Romani capitolo 9

 

 

 

Diodati

Riveduta

Nuova Riveduta

Nuova Diodati

 

 

 

 

9:1 IO dico verità in Cristo, io non mento, rendendomene insieme testimonianza la mia coscienza per lo Spirito Santo:

9:1 Io dico la verità in Cristo, non mento, la mia coscienza me lo attesta per lo Spirito Santo:

9:1 Dico la verità in Cristo, non mento - poiché la mia coscienza me lo conferma per mezzo dello Spirito Santo -

9:1 Io dico la verità in Cristo, non mento, perché me lo attesta la mia coscienza nello Spirito Santo;

9:2 che io ho gran tristezza, e continuo dolore nel cuor mio.

9:2 io ho una grande tristezza e un continuo dolore nel cuor mio;

9:2 ho una grande tristezza e una sofferenza continua nel mio cuore;

9:2 ho grande tristezza e continuo dolore nel mio cuore.

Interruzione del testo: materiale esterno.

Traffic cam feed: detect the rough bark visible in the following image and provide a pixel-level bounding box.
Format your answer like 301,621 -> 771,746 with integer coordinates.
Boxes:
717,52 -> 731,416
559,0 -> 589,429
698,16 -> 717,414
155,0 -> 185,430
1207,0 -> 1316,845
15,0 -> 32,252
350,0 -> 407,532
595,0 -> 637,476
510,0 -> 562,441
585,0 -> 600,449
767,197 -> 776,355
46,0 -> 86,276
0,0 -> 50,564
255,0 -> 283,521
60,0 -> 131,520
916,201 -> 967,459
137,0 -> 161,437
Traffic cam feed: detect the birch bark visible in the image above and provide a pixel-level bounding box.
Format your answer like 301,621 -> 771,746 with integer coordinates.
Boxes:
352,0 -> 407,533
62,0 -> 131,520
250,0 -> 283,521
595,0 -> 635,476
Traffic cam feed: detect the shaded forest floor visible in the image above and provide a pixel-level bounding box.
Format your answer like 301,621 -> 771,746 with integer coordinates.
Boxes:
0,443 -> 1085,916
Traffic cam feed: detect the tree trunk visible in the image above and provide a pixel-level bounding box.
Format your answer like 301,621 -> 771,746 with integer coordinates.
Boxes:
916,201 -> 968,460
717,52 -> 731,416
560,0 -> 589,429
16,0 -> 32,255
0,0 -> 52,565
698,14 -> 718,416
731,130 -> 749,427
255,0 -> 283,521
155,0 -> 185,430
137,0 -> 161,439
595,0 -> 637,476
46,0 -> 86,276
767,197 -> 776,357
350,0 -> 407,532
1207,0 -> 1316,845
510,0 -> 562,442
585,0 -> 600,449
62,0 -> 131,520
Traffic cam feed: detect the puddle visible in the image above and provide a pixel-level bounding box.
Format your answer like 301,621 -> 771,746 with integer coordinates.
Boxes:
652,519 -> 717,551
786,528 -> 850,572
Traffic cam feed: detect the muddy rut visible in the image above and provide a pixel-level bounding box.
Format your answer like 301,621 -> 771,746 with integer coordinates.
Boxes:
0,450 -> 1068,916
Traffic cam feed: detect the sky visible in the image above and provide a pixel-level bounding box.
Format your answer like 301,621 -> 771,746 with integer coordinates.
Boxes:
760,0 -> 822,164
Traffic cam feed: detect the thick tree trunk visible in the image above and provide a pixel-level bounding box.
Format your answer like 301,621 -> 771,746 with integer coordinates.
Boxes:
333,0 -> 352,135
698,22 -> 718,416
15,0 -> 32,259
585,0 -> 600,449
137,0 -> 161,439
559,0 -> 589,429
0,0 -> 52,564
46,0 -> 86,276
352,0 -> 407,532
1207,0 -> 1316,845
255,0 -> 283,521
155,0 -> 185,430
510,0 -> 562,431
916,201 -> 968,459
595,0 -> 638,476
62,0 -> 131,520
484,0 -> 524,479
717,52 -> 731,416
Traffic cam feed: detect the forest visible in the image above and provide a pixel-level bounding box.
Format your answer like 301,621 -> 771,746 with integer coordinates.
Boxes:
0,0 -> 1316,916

9:3 Perciocchè desidererei d'essere io stesso anatema, riciso da Cristo, per li miei fratelli, miei parenti secondo la carne;

9:3 perché vorrei essere io stesso anatema, separato da Cristo, per amor dei miei fratelli, miei parenti secondo la carne,

9:3 perché io stesso vorrei essere anatema, separato da Cristo, per amore dei miei fratelli, miei parenti secondo la carne,

9:3 Infatti desidererei essere io stesso anatema e separato da Cristo per i miei fratelli, miei parenti secondo la carne,

9:4 i quali sono Israeliti, de' quali è l'adottazione, e la gloria, e i patti, e la costituzion della legge, e il servigio divino, e le promesse;

9:4 che sono Israeliti, ai quali appartengono l’adozione e la gloria e i patti e la legislazione e il culto e le promesse;

9:4 cioè gli Israeliti, ai quali appartengono l'adozione, la gloria, i patti, la legislazione, il servizio sacro e le promesse;

9:4 che sono Israeliti, dei quali sono l'adozione, la gloria, i patti, la promulgazione della legge, il servizio divino e le promesse;

9:5 de' quali sono i padri, e de' quali è uscito, secondo la carne, il Cristo, il quale è sopra tutti Iddio benedetto in eterno. Amen.

9:5 dei quali sono i padri, e dai quali è venuto, secondo la carne, il Cristo, che è sopra tutte le cose Dio benedetto in eterno. Amen.

9:5 ai quali appartengono i padri e dai quali proviene, secondo la carne, il Cristo, che è sopra tutte le cose Dio benedetto in eterno. Amen!

9:5 dei quali sono i padri e dai quali proviene secondo la carne il Cristo che è sopra tutte le cose Dio, benedetto in eterno. Amen.

9:6 TUTTAVIA non è che la parola di Dio sia caduta a terra; poichè non tutti coloro che son d'Israele, sono Israele.

9:6 Però non è che la parola di Dio sia caduta a terra; perché non tutti i discendenti da Israele sono Israele;

9:6 Però non è che la parola di Dio sia caduta a terra; infatti non tutti i discendenti d'Israele sono Israele;

9:6 Tuttavia non è che la parola di Dio sia caduta a terra, poiché non tutti quelli che sono d'Israele sono Israele.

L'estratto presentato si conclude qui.